Daily Lenormand 5 of 7: Melissa

What is happening with me today?


Melissa Lenormand 2nd ed,  by Melissa Hill

AM (7.14)
Key themes: Treachery, being watched, gossip
Prediction: I will (or am advised to) take the moral high road when tempted to engage in idle gossip that serves only to annoy me.

PM (17.20 )
Accuracy: Once again, not sure
What happened in relation to the cards: It wasn't gossip, it was finding out things at meetings and and trying to sort out how to do my job in accordance with new policies. So it really looks like Fox+Mice+Cross is about annoyances at work, even though I'm trying to work with a system in which Moon is work. (Actually I'm not sure where I got 'gossip' for the Fox card. Maybe it was from the Melissa LWB).
Observations: It may be that for me, Fox can be work. I know that Fox is work in some systems, Lilies is work in some, Moon is work in some. Even Anchor can be work in some. Also, I'm not sure if it makes a difference which deck I use. Someone recently said to me that she couldn't use a certain deck because things  kept turning up as the wrong card for that particular deck. To be hones, I'm not mad about the Melissa as a reading deck. It's pretty, but...maybe I should stick to just one deck for these daily draws?




Sunday, 7 October 2012

Aim high, but stand firm

Book of Shadows, Moore
'What do I most need to work on today?' I asked the Book of Shadows tarot first thing this morning. I drew 8 of Earth. Like most of the Book of Shadows card, this one is dark in its artwork. You really have to peer at it until the details start to come through. I don't know if this is an issue with print quality or intentional. It does seem to me that some images published online seem brighter than the deck in hand.

The 8 of Earth appears to be from the perspective of being up in the top of a tree. We are fairly high off the ground. If we look straight down, we can see a little gnome looking up at us.
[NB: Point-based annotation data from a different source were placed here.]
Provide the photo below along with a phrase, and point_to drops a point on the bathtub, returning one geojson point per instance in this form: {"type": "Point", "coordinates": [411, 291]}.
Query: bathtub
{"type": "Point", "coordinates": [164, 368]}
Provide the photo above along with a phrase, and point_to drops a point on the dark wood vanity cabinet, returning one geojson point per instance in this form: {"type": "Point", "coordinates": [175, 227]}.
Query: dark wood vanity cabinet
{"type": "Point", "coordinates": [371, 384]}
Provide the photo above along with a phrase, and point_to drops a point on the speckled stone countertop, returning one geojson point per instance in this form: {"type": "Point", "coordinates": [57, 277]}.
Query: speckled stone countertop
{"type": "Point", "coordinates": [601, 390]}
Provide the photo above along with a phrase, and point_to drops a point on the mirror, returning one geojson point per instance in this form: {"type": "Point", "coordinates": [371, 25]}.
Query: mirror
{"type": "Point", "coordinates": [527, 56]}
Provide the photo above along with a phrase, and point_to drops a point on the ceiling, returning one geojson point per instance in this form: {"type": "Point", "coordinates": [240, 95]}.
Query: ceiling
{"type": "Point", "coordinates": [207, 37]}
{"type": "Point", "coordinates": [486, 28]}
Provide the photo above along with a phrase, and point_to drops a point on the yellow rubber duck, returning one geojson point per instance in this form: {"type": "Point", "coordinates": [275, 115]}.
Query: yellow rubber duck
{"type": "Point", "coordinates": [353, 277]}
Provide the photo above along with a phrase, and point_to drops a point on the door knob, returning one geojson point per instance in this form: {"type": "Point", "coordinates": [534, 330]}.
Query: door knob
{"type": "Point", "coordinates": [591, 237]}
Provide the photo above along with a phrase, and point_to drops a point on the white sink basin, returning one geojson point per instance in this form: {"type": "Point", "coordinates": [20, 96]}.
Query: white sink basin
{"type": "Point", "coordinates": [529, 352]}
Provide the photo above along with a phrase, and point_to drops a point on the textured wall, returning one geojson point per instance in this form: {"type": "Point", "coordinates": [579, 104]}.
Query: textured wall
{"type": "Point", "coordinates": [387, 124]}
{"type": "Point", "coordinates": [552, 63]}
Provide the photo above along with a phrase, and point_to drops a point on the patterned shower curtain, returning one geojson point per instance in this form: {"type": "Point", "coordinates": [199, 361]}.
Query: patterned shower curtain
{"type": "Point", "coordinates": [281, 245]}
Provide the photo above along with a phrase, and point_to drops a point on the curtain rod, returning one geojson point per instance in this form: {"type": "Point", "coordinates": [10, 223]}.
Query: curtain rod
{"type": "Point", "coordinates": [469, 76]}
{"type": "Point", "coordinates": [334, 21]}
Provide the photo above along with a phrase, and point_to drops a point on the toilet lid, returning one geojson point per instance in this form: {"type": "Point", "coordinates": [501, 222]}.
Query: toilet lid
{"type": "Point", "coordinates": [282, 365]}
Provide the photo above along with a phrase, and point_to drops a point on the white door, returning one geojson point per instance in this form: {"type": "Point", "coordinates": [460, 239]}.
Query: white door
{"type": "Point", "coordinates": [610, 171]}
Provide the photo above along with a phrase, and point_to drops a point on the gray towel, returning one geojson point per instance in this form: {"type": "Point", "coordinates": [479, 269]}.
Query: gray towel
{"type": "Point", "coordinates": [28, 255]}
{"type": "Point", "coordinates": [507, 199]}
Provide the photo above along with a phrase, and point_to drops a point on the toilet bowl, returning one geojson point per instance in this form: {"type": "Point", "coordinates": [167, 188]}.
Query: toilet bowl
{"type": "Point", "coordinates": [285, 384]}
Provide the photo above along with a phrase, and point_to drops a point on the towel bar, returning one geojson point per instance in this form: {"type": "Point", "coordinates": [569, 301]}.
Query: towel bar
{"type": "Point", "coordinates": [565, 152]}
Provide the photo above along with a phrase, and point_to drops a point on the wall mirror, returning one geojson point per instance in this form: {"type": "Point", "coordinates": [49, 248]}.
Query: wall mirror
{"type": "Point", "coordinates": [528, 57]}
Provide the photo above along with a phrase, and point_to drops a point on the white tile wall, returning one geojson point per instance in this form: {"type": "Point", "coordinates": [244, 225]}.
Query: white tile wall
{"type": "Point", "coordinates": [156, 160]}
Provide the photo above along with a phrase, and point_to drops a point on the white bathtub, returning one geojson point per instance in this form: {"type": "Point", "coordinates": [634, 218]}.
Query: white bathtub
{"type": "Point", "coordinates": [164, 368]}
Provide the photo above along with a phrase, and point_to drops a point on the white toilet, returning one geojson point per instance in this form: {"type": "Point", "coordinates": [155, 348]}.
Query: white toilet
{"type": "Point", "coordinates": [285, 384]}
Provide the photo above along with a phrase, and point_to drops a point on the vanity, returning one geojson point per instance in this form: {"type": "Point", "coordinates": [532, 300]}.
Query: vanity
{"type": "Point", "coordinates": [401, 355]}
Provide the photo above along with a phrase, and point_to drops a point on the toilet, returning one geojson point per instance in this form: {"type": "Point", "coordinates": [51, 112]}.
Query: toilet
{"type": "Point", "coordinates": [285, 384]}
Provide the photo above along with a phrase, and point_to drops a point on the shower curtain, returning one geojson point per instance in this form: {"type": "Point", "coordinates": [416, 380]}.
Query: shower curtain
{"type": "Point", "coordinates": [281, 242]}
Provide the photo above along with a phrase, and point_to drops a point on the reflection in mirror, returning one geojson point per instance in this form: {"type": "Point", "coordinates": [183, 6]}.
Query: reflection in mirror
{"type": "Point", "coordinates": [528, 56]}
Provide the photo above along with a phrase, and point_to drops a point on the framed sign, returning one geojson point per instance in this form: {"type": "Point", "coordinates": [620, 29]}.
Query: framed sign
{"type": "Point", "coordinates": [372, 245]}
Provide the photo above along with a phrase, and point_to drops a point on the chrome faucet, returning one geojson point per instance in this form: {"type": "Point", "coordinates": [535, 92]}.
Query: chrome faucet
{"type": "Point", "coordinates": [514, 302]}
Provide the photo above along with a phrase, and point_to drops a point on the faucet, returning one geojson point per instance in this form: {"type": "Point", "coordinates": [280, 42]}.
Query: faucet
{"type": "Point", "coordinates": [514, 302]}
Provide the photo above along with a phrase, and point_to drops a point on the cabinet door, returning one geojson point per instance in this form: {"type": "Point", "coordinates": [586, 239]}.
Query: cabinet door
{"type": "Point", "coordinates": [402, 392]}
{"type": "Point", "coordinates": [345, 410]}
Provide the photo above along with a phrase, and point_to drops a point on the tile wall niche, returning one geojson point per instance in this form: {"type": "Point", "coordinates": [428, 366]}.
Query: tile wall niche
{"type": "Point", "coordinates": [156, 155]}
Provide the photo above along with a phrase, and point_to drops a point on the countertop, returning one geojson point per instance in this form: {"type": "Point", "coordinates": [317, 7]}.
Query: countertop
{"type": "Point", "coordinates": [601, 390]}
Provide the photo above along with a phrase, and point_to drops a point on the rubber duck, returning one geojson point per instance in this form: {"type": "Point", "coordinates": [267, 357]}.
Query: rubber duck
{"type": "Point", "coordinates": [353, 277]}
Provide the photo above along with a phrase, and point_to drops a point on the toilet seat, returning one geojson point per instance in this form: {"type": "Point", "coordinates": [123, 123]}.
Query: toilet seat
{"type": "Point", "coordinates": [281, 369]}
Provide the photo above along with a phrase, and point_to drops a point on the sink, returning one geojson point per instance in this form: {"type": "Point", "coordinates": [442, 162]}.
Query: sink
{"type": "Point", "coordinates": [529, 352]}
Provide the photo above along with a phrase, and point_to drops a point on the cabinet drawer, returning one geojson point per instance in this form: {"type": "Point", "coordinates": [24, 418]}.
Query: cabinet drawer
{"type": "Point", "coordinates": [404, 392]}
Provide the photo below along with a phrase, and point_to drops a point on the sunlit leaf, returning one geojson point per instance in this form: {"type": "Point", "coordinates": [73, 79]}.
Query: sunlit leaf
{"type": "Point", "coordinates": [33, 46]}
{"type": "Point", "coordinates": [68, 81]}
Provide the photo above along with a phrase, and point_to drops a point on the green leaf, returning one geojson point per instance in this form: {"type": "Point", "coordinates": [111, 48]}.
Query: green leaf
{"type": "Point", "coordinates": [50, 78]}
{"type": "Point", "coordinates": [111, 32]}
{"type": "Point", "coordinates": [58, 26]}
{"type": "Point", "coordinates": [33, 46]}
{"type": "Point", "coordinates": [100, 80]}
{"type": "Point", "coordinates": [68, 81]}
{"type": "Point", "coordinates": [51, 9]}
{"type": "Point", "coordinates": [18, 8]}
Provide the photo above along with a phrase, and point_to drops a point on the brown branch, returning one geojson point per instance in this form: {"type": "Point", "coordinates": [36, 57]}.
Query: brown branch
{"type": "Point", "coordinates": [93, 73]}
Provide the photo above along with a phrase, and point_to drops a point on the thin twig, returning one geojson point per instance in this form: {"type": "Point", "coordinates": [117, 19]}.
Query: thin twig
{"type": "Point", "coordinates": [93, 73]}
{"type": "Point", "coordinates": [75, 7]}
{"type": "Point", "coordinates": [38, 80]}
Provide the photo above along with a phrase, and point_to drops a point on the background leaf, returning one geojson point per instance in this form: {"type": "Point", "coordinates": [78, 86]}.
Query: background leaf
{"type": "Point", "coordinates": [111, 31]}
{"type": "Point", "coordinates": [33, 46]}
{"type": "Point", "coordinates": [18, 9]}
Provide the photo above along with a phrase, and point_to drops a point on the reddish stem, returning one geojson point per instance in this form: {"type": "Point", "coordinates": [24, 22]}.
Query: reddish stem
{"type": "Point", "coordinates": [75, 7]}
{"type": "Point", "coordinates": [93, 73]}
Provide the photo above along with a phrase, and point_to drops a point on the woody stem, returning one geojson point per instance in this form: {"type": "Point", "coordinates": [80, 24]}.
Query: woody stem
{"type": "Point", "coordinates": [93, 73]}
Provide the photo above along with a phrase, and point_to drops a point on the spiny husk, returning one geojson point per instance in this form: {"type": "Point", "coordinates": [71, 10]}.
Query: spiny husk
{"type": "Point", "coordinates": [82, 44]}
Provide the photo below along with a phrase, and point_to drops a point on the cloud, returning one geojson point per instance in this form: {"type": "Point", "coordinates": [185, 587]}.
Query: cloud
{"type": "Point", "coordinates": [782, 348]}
If we look around ourselves at the tree branches, there is a bird building its nest, a bee busily gathering pollen from a flower, a butterfly emerging from a crysalis. There a few new leaves on the tree's mostly bare branches. Perched around us in the tree are a few more gnomes. In the air overhead, large black birds are in flight. (You may be able to tell from my blog how I feel about all corvids and blackbirds. They are special to me). The sky is enriching itself with the colours of the rising sun. It's a beautiful image of dawn in all its guises, really.

It doesn't even really occur to me when looking at cards in this deck to consider them in relation to traditional tarot meanings, but for sake of a thorough examination, the 8 of Coins usually depicts someone hard at work churning out products, or a master training a youth, and the card is often interpreted to mean hard graft, more or less. I suppose you could see that type of industry here, nature producing and reproducing. However, it doesn't suggest to me hard graft so much as getting on with a natural progression.